Better to use podman and build your own containers from Containerfile/Dockerfile (your own or open source ones, there are a ton on GitHub/GitLab/Codeberg that you can build yourself) and base layers.
arcanemachiner
That's not "broken". Docker Inc. is just rate-limiting access to their service. A service which, for what it's worth, has been used to bootstrap the technology required to sustain a pile of money for a lot of people.
There are other container repositories, and as you said, you can build your own containers and run those.
benatkin
It's a dependency bottleneck that requires a pretty hefty amount of money ($9/mo) to get around
null
homebrewer
One can use Google as a proxy, it isn't rate limited afaik
https://cloud.google.com/artifact-registry/docs/pull-cached-...
bolognafairy
Can you please stop with the dramatic hyperbole first paragraph? What are you, a clickbait article headline writer?
Kimitri
I personally really like Bastille for jail management. It's way more ergonomic than creating jails by hand and allows you to focus on the stuff running in the jails rather than the jails themselves.
yjftsjthsd-h
I believe FreeBSD has podman running on top of jails now, so that should... exist? I mean, you can still run jails directly like this, but the days of `podman run` are either here or imminent.
gbraad
> Minecraft Server
Worthy to note here: Minecraft JAVA server. Not the Minecraft Bedrock server, which can run natively on Linux.
> but secure instead
Can you provide proof? It feels like an empty statement.
vermaden
Since there is not native (or source code) for Minecraft Bedrock for FreeBSD you can run Bedrock Minecraft server on FreeBSD using Linux Jail - with Linux Binary Compatibility FreeBSD feature.
Details here:
- https://forums.freebsd.org/threads/minecraft-bedrock-edition...
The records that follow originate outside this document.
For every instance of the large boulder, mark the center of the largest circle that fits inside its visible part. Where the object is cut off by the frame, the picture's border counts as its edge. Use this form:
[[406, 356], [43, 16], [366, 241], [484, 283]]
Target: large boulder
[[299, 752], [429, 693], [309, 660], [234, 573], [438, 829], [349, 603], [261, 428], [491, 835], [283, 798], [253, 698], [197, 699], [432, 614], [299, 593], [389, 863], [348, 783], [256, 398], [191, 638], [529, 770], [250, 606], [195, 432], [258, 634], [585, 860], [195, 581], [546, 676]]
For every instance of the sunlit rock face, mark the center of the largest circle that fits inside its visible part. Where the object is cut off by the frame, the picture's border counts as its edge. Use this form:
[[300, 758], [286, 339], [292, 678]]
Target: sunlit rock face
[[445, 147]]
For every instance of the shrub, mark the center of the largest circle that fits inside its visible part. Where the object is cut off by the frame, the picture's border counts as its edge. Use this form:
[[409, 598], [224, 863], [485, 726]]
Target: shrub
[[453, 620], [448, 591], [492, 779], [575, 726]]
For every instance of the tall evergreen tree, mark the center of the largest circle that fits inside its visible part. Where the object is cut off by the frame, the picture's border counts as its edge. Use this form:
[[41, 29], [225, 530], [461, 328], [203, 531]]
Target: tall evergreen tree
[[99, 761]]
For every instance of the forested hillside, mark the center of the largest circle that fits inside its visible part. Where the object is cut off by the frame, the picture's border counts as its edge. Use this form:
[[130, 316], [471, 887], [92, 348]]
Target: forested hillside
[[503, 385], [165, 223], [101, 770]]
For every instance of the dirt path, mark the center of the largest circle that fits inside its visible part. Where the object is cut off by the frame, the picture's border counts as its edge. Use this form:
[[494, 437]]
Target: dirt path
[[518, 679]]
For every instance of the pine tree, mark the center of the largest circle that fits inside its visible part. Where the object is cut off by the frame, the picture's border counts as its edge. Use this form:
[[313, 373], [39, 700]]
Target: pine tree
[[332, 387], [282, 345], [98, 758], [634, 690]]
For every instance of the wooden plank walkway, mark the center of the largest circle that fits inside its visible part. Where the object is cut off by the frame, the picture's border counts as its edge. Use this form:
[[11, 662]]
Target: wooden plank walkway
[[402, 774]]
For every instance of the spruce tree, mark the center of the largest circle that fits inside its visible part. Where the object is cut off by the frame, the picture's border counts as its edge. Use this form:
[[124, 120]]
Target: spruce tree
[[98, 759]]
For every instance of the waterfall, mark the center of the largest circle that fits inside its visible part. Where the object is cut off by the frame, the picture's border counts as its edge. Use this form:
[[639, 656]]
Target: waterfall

> Can you provide proof? It feels like an empty statement.
Here:
areyourllySorry
? why can't the java server run natively on linux?
Its_Padar
I would presume they are talking about how Java is executed by the Java language's Java VM while Bedrock is compiled C++ code?
Thaxll
Jail are not more secure than Linux containers.
UI_at_80x24
You will need to back that claim up with a long list of facts.
homebrewer
The article backed that claim with zero facts, the GP responded in kind. This seems to be pretty fair.
ggm-at-algebras
Not to be picky, but they could be on a par. There doesn't have to be a massive difference in this regard. Jails are well established, and well understood. I prefer BSD solutions and I run jails and Linux kvm.
beardedwizard
Jails have been around longer, but I'm not sure how much it really matters. Jails and containers both share the kernel across workloads. A kernel exploit is generally accepted as the barrier to break out (and of course implementation bugs). VMs don't share kernels across workloads, but do share a hypervisor which can also have breakout bugs. Both jails and containers depend on the kernel to be bug free.
VMs (depending on hypervisor) are easier to secure by default, you can't easily forget an overlay fs, or make other mistakes that expose some part of the host to containers.
vermaden
Here is my take on that topic:
DaSHacka
Wow, you sure convinced me
null
TaurenHunter
[flagged]
> This is kinda like Docker/Podman thing on Linux – but secure instead.
How true is this? I know jails have been around longer than Linux containers, which are explicitly not designed as "secure" isolation (which is why people like fly.io use VMs instead).
How battle-tested are FreeBSD jails?
In particular, I note we're talking FreeBSD, not OpenBSD, which is the one that's all about security.